DESCRIPTION (provided by applicant): Excitotoxicity, a form of neuronal damage due to excessive activation of glutamate receptors and oxidative stress are mechanisms of neuronal injury implicated in the pathogenesis of Alzheimer's disease (AD). We found that the ephrinB family of ligand proteins protects primary neuronal cultures from both glutamate- and oxidative stress- induced death. The neuroprotective activities of ephrinB ligands (ephrinBLs) are mediated by their receptors (EphB receptors, EphBRs) and depend on PS1, a protein involved in familial AD (FAD). Interestingly, the neuroprotective effect of ephrinB depends on both PS1 alleles because absence of one allele (haploinsufficiency) results in severe reduction of the ephrinB neuroprotection. Furthermore, we obtained preliminary data that FAD mutants of PS1 interfere with the ephrinB-dependent neuroprotection and that -secretase activity may be involved in the neuroprotective functions of the ephrinBL/EphBR system. Here we propose to further investigate the effects of PS1 FAD mutants and ?-secretase on the neuroprotective function of ephrinBLs and to elucidate molecular mechanisms by which PS1 mediates this function. We will explore whether PS1 regulates the binding of ephrinBLs to EphBRs and the ephrinBL-induced phosphorylation of both EphB and NMDA receptors. To this end we will use cortical primary neuronal cultures from our PS1 knockout and FAD mutant knock-in transgenic mouse colonies as well as EphBR knock-out colonies available in our laboratory. We will also use our mouse models to examine the neuroprotective function of the ephriBL/EphBR system in vivo and to ask whether PS1 FAD mutations affect this function. Finally, we will ask whether PS2, a homologue of PS1 also involved in FAD, may also be involved in the ephrinB neuroprotection.

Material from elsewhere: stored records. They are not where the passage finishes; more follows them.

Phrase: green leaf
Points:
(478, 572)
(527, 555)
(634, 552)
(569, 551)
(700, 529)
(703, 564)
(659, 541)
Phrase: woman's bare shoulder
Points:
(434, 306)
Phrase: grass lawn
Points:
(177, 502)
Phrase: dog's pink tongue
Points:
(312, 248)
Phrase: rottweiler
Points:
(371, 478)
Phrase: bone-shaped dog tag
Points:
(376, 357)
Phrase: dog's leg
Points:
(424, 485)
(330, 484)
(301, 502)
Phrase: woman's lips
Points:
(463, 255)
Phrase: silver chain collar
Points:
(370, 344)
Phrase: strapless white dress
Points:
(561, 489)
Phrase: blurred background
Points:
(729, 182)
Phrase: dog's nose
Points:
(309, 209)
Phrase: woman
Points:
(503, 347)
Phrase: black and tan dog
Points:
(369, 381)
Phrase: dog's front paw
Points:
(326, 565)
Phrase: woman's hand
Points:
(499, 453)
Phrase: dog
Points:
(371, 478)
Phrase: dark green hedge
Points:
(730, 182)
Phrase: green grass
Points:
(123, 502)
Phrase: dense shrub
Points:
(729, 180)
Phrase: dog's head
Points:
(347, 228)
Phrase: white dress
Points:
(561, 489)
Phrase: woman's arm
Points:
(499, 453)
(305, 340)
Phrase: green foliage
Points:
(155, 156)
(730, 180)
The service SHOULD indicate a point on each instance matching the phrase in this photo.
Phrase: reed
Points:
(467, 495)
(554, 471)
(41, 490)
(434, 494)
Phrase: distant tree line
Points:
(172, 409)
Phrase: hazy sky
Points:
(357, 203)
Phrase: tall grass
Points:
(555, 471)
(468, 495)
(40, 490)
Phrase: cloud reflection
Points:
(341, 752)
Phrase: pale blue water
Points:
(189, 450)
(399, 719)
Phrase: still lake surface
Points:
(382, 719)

PUBLIC HEALTH RELEVANCE: Excitotoxicity and oxidative stress are neurotoxic mechanisms implicated in the neurodegeneration of Alzheimer's disease (AD). We found that a protein called ephrinB, has neuroprotective functions and rescues neurons from excitotoxic and oxidative death; these neuroprotective effects of ephrinB depend on PS1, a protein involved in AD. Our findings have implications for the mechanisms by which genetic mutations cause neurodegeneration and may provide novel targets for therapeutic intervention in AD.

描述（由申请人提供）：兴奋性毒性是一种由于谷氨酸受体过度活化和氧化应激引起的神经元损伤形式，是阿尔茨海默病（AD）发病机制中涉及的神经元损伤机制。我们发现，ephrinB家族的配体蛋白保护原代神经元培养物免受谷氨酸和氧化应激诱导的死亡。ephrinB配体（ephrinBLs）的神经保护活性由其受体（EphB受体，EphBR）介导，并依赖于PS1，一种参与家族性AD（FAD）的蛋白质。有趣的是，ephrinB的神经保护作用依赖于两个PS1等位基因，因为一个等位基因的缺失（单倍不足）导致ephrinB神经保护作用的严重降低。此外，我们获得了初步的数据，FAD突变体的PS1干扰ephrinB依赖的神经保护和分泌酶活性可能参与的ephrinBL/EphBR系统的神经保护功能。在这里，我们建议进一步研究PS1 FAD突变体和？分泌酶对ephrinBLs神经保护功能的影响，并阐明PS1介导这种功能的分子机制。我们将探讨PS1是否调节ephrinBL与EphBR的结合以及ephrinBL诱导的EphB和NMDA受体的磷酸化。为此，我们将使用来自我们的PS1敲除和FAD突变体敲入转基因小鼠集落以及我们实验室中可获得的EphBR敲除集落的皮层原代神经元培养物。我们还将使用我们的小鼠模型来检查ephriBL/EphBR系统在体内的神经保护功能，并询问PS1 FAD突变是否影响该功能。最后，我们将问PS2，一个同源的PS1也参与FAD，也可能参与ephrinB神经保护。公共卫生关系：兴奋毒性和氧化应激是阿尔茨海默病（AD）神经退行性变的神经毒性机制。我们发现，一种名为ephrinB的蛋白质具有神经保护功能，并将神经元从兴奋性毒性和氧化性死亡中拯救出来; ephrinB的这些神经保护作用依赖于PS1，这是一种参与AD的蛋白质。我们的研究结果对基因突变导致神经退行性变的机制有影响，并可能为AD的治疗干预提供新的靶点。